PF prende mais de 20 suspeitos de ataque hacker ao PIX

PF prende mais de 20 suspeitos de ataque hacker ao PIX Foto destaque: Agente da Polícia Federal (Reprodução/PF)

Ataque hacker que desviou cerca de R$ 813 milhões do sistema de pagamentos Pix foi alvo de uma operação da Polícia Federal nesta quinta-feira (30). A ação cumpriu 26 mandados de prisão e 42 de busca e apreensão em diversos estados e no exterior, além de investigar uma quadrilha especializada em fraudes financeiras. As apurações indicam onde o crime ocorreu, quem participou, quando foi detectado e quais serão os próximos passos para recuperar os valores e punir os envolvidos.

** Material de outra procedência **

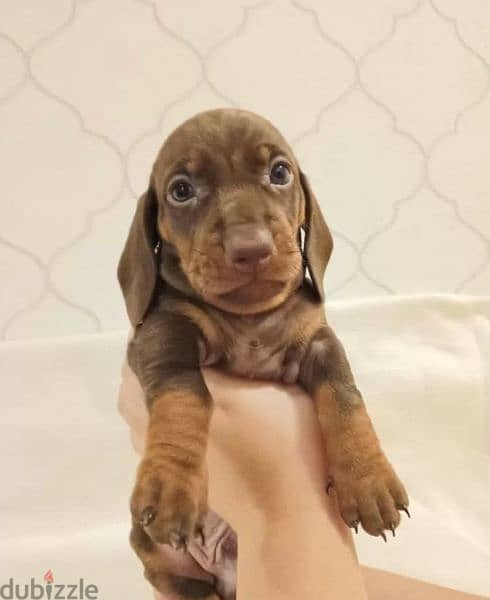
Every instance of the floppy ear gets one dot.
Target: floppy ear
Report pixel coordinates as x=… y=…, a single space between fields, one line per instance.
x=138 y=267
x=318 y=244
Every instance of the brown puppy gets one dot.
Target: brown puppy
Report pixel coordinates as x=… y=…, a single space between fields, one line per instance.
x=213 y=267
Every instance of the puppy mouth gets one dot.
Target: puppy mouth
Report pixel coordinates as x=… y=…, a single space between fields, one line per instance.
x=255 y=290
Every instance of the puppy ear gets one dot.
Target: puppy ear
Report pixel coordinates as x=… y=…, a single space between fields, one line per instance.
x=138 y=266
x=318 y=243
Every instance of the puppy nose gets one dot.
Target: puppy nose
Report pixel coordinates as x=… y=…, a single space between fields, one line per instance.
x=248 y=246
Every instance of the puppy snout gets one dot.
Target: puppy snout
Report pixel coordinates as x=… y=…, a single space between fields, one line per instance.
x=248 y=247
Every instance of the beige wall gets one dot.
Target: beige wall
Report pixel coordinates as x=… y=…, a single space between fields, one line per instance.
x=386 y=102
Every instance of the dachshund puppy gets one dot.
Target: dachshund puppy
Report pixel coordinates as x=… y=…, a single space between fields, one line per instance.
x=227 y=245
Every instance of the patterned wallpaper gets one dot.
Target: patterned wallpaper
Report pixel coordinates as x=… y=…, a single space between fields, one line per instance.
x=386 y=102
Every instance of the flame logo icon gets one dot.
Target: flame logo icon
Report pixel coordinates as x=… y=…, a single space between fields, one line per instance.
x=48 y=578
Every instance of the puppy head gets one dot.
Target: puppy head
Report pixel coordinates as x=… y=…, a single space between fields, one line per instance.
x=227 y=201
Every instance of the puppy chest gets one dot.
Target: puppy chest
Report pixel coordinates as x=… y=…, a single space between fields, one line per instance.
x=254 y=349
x=250 y=357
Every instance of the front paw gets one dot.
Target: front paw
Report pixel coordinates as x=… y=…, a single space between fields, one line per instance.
x=369 y=492
x=170 y=503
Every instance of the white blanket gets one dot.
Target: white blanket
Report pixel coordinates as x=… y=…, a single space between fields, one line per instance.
x=67 y=465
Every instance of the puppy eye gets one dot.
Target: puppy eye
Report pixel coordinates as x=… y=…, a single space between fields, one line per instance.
x=181 y=190
x=280 y=173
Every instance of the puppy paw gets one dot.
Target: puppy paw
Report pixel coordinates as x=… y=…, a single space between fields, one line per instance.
x=369 y=493
x=169 y=504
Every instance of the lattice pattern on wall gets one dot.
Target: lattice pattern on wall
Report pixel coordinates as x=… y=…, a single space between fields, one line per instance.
x=387 y=104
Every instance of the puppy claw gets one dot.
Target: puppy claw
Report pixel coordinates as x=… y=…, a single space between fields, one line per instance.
x=147 y=516
x=201 y=536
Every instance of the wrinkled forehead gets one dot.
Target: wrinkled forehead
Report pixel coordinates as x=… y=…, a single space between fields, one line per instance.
x=220 y=140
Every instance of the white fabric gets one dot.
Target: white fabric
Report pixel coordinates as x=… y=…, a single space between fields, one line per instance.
x=67 y=464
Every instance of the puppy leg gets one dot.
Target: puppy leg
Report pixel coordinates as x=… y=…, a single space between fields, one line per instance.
x=367 y=488
x=160 y=570
x=170 y=495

Ataque hacker põe segurança financeira em alerta

A investigação aponta que o ataque hacker se deu por meio da invasão indevida de credenciais de contas-reserva de instituições financeiras, utilizadas nos sistemas de liquidação e pagamento, permitindo que a quadrilha movimentasse valores sem o conhecimento dos clientes. montante estimado ronda R$ 813 milhões, segundo a própria PF, e a organização criminosa atuava em pelo menos 11 cidades brasileiras, com apoio internacional.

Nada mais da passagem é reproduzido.